Pondok pesantren merupakan lembaga pendidikan Islam tertua yang
berfungsi sebagai salah satu benteng pertahananumat islam, pusat dakwah dan
pusat pengembangan masyarakat muslim di Indonesia.
Jenis-Jenis
Pondok Pesantren yaitu Pondok
pesantren salaf/klasik, Pondok
pesantren semi berkembang, Pondok
pesantren berkembang, Pondok
pesantren khalaf/modern, dan Pondok
pesantren ideal.
Tujuan dari pesantren adalah untuk melatih
para santri memiliki kemampuan mandiri, membentuk kepribadian, memantapkan akhlak
dan melengkapinya dengan pengetahuan.
Metode pembelajaran di pondok pesantren yaitu metode pembelajaran yang bersifat teradisional dan metode pembelajaran yang
bersifat moderen.
Metode pembelajaran yang bersifat tradisional
diantaranya Sorongan, Wetonan, Bandongan, Muhawarah, Mudhakarah, dan Majelis Ta’lim.
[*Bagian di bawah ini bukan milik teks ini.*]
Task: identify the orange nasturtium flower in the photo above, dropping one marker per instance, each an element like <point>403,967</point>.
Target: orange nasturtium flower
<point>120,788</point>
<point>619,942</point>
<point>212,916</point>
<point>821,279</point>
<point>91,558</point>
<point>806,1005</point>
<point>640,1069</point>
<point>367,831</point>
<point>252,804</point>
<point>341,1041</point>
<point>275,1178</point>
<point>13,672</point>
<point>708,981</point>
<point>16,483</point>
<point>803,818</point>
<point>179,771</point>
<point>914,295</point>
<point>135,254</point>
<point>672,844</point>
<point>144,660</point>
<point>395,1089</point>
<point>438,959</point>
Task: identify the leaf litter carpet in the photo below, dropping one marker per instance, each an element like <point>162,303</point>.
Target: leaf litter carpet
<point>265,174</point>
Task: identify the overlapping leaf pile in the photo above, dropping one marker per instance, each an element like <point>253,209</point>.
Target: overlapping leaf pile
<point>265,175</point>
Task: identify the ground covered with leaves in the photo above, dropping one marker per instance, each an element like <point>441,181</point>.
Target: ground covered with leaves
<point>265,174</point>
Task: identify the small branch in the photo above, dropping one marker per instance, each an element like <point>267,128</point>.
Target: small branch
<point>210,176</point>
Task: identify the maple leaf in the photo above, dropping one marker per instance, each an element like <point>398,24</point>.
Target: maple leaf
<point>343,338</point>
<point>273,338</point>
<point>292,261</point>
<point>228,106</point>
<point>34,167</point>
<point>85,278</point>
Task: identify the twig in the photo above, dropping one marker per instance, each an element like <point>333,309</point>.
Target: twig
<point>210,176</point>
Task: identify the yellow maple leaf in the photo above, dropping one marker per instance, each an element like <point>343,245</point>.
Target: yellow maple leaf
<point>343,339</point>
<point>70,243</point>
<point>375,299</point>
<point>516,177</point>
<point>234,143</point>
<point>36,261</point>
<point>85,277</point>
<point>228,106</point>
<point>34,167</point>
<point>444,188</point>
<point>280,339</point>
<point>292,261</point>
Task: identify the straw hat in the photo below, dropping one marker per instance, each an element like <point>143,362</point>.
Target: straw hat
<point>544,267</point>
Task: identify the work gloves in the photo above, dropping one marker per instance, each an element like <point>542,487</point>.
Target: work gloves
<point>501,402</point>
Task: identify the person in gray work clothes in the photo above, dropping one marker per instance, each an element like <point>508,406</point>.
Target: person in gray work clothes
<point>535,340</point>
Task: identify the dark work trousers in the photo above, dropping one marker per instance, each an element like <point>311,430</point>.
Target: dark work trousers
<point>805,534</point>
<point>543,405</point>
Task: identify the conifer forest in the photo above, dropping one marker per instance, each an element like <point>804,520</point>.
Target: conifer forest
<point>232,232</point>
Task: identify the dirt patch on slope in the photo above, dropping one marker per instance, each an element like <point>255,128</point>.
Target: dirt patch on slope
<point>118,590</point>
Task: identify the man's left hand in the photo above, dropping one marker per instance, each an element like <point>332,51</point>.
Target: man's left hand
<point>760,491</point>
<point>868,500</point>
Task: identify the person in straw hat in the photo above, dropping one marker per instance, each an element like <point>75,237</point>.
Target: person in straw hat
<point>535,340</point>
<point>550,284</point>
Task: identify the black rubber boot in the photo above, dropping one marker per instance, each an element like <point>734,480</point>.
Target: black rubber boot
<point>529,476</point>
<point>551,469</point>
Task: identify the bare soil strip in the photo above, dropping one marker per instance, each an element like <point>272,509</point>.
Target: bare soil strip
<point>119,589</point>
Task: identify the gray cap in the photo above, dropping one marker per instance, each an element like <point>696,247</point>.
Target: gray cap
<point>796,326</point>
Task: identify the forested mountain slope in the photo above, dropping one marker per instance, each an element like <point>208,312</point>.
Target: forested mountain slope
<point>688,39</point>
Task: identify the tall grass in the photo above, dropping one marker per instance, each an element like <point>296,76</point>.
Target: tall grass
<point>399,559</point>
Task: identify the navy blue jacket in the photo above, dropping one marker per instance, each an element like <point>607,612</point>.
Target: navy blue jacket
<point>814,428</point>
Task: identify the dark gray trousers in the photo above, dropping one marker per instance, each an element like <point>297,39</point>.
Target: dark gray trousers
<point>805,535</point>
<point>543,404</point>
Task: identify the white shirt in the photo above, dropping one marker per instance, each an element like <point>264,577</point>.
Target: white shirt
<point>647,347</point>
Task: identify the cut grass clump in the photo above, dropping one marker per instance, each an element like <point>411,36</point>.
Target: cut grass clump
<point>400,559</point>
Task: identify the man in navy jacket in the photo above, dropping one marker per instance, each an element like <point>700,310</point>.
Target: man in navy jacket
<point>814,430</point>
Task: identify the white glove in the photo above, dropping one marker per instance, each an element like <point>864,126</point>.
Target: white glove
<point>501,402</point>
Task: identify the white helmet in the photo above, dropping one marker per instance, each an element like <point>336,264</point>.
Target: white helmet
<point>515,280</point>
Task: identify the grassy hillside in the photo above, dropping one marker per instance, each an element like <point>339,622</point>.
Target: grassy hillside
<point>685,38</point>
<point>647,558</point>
Sedangkan metode yang bersifat moderen diantaranya Klasikal, Kursus-Kursus, Pelatihan, Karya
Wisata, Eksperimen, Sosiodrama, Simulasi, dan Kerja
Kelompok.
kurikulum adalah segala sesuatu yang menyangkut
keseluruhan usaha dan kegiatan, bahkan penciptaan suasana yang favourible
menuju tercapainya tujuan pendidikan. Dengan demikian kurikulum pesantren
adalah yang terlengkap, karena bisa berlangsung selama 24 jam, dan tidak
seperti kurikulum sekolah yang terbatas pada beberapa jam sekolah saja, setelah
itu kurikulum tidak berfungsi lagi.
[1]
Muhammad Irham,dkk,Psikologi Pendidikan,(Yogyakarta: Pustaka Pelajar,
2012), hlm 19.
[2]
Anin Nurhayati, Kurikulum Inovasi Telaah terhadap Pengembangan Kurikulum
Pendidikan Pesantren, (Yogyakarta: Teras, 2010), hlm. 47.
[3] Ibid,
hlm. 47-48.
[5]
Ridlwan Nasir, Mencari Tipologi Format Pendidikan Ideal, (Yogyakarta:
Pustaka Pelajar, 2005), hlm. 87-88.
[6]
Ibid, hlm 89
[7]
Martin van bruinessen ,NU Tradisi
relasi-relasi kuas pencarian wacana baru,terj.LKiS ,(Yogyakarta
:LKiS ,1994),h 185
[8] [8] Anin
Nurhayati, Kurikulum Inovasi Telaah terhadap Pengembangan Kurikulum
Pendidikan Pesantren, (Yogyakarta: Teras, 2010), hlm. 54-63.